Le 14e sommet  de la francophonie aura lieu cette année en République Démocratique du Congo, sauf changement de dernière heure. Car déjà une manifestation organisée par les opposants congolais le 2 Juin 2012 à Paris  devant le siège de l’Organisation internationale de la francophonie a montré les couleurs d’un éventuel sabotage, ces derniers arguant que le Président Kabila n’étant pas régulièrement élu, ils ne voient pas l’importance de son organisation dans un pays aussi mouvementé.  Que vont donc décider les pays membres de cette Organisation ? Vont-ils opter pour l’Ile Maurice comme nous le font savoir les bruits nous provenant des coulisses ? Que pense le Président de la République française François Hollande devant de telles hostilités ? Va-t-il apporter une touche nouvelle à cette francophonie ? Qu’il n’oublie pas que nous traversons l’ère du troisième millénaire et qu’une métamorphose s’impose à cette organisation ?

 



[1]Source : l’Agence Ecofin.

De plus en plus, les pays membres de la francophonie, d’une manière tacite comme physique aspirent à un nouvel ordre des choses.
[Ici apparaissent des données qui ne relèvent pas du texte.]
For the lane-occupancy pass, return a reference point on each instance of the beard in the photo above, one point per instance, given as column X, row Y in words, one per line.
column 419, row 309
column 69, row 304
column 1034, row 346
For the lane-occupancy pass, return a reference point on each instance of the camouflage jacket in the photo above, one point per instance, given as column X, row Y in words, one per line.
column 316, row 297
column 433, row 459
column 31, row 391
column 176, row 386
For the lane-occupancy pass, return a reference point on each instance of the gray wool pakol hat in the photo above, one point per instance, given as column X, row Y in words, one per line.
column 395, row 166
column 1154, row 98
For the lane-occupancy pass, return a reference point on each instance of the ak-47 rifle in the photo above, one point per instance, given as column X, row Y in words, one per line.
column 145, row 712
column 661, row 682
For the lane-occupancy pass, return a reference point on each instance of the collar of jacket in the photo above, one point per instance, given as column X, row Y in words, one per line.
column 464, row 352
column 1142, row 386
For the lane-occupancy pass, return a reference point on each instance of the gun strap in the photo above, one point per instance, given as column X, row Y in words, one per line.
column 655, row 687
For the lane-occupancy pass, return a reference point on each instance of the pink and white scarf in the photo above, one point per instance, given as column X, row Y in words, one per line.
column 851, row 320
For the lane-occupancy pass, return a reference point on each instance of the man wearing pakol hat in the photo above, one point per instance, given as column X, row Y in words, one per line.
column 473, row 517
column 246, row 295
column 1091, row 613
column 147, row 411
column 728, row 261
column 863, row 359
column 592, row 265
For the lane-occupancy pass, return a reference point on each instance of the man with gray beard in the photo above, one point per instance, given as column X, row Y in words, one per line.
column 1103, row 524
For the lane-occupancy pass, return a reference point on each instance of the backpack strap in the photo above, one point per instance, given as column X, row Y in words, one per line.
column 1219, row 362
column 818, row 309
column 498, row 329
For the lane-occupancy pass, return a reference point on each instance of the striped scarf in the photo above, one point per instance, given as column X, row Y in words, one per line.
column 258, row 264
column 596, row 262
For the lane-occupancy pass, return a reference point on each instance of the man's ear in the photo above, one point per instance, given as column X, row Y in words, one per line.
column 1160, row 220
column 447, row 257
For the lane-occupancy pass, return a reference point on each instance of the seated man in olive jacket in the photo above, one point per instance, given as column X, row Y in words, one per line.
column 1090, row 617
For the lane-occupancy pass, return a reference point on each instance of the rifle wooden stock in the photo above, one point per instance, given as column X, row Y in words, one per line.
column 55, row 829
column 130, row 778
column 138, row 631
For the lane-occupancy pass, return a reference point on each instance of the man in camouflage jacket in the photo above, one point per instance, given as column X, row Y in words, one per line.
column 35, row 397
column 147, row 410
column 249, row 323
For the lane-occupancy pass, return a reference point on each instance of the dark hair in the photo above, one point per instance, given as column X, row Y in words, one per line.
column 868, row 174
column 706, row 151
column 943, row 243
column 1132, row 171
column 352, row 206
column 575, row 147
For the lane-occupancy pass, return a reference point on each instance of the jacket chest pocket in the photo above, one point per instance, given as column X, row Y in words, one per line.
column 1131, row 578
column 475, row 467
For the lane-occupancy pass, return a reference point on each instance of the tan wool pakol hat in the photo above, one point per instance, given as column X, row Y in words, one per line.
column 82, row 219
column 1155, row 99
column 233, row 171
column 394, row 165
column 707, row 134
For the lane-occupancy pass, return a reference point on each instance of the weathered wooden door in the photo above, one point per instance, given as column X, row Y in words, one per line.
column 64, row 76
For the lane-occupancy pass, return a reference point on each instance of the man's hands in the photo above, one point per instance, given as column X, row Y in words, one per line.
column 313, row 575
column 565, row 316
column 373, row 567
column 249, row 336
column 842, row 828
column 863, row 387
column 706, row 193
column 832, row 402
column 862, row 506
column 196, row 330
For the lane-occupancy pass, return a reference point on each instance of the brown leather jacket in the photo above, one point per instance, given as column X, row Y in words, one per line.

Ils veulent s’ouvrir aussi aux pays anglophones qui sont plus pragmatiques dans le domaine social, culturel que politique. Un processus qu’il sera difficile à la francophonie d’arrêter. Ainsi va la mondialisation ! Tous les secteurs d’activités rompent sous son dictat.  Il faut que les francophones sachent à la fois lire l’anglais que le français. Certaines notices de médicament écrites en plusieurs langues sauf en français nous interpellent sur les dispositions à prendre pour pallier cet état de fait. Les pays membres de la francophonie doivent profiter  de l’organisation de ce sommet pour tabler sur des décisions judicieuses qui peuvent lui donner un sang nouveau. L’idée maîtresse qui doit prédominer est celle de son adaptation aux couleurs de l’ère.

Ainsi la Francophonie, en acceptant de faire sa mue, évitera le chemin de l’enlisement.
 
                                                                                                                Constant Ory,
                                                                                                                Ecrivain.